Orbital skydiving is an occasional but recurrent trope in the Trek mythos, occurring in several novels; a scene cut from Star Trek: Generations has Chekhov and Sulu watching for Kirk while he falls from orbit to rendezvous with them. But it’s cropping up elsewhere: a similar moment occurs in the forthcoming GI Joe; at 1:51 minutes into the trailer, a Joe “ejects” from some orbital war machine and plummets — again headfirst — to the (this time urbanized) surface:
Such images call to mind The Man Who Fell to Earth, which used Apollo footage to imply that David Bowie’s Thomas Newton literally fell through the Earth’s atmosphere to a splashdown in a New Mexico lake.
What’s going on here? Why is everybody falling? In the more recent films, heroes rocket planetwards at unimaginable velocities; in full dive they whoosh along at the limit of control. But most of the mythology of falling involves other sensations: loneliness, fragility, eternity. Vertigo and falling are profoundly important figures in existentialism from Kierkegaard to Sartre; for Heidegger, falling is the great metaphor for anxiety, that emotion which recognizes the uncanniness of very Being. But falling’s roots are deeper; as Gaston Bachelard points, it’s one of the primordial fears. Perhaps more than a warning against hubris, the myth of Icarus and Daedalus is simply the earliest narrative treatment of the power of falling. In Bruegel’s famous painting, Icarus’ fall is unremarkable to the busy burghers, sailors, and ploughmen. We’re always already falling, the Dutch master seems to be saying.
For reasons too recondite to bother with here, any fall from true orbit would be fatal. But it is possible to come close. In 1960, pilot Joe Kittinger ascended for an hour and a half in the modified weather balloon Excelsior III. At an altitude of 102,800, he jumped.

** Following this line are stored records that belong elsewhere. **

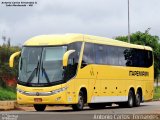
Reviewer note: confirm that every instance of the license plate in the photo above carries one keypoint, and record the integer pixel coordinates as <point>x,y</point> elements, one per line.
<point>37,99</point>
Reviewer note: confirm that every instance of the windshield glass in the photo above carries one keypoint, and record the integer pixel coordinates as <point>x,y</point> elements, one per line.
<point>41,65</point>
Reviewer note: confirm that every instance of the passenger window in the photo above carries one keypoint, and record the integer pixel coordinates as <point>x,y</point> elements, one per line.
<point>88,55</point>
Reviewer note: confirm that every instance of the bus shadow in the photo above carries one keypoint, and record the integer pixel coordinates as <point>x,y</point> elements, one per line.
<point>90,109</point>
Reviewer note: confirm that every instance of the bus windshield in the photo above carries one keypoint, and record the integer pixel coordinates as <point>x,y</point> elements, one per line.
<point>41,65</point>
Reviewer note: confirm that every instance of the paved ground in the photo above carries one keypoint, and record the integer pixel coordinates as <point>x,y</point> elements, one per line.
<point>148,109</point>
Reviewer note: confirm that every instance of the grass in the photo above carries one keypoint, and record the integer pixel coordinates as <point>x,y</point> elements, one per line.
<point>156,95</point>
<point>7,94</point>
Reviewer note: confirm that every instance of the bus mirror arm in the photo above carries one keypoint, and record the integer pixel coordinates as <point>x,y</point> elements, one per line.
<point>11,59</point>
<point>66,56</point>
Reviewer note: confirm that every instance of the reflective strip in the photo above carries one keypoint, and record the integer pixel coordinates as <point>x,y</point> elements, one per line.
<point>100,99</point>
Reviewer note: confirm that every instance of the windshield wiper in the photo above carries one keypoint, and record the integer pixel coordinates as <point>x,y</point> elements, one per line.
<point>45,73</point>
<point>35,71</point>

As he stepped to the edge of his gondola, 99 percent of Earth’s atmosphere was beneath Kittinger’s feet. He achieved the highest manned balloon ascent and the longest free fall, and became the first human to break the sound barrier outside an aircraft. And yet at that altitude, there is no sensation of falling — only the emptiness of space and the Luciferian attraction of the planet’s brightness.
Star Trek and GI Joe are thrilling — but Joe Kittinger shows us that Bruegel and Heidegger may come closer to the explaining the fall.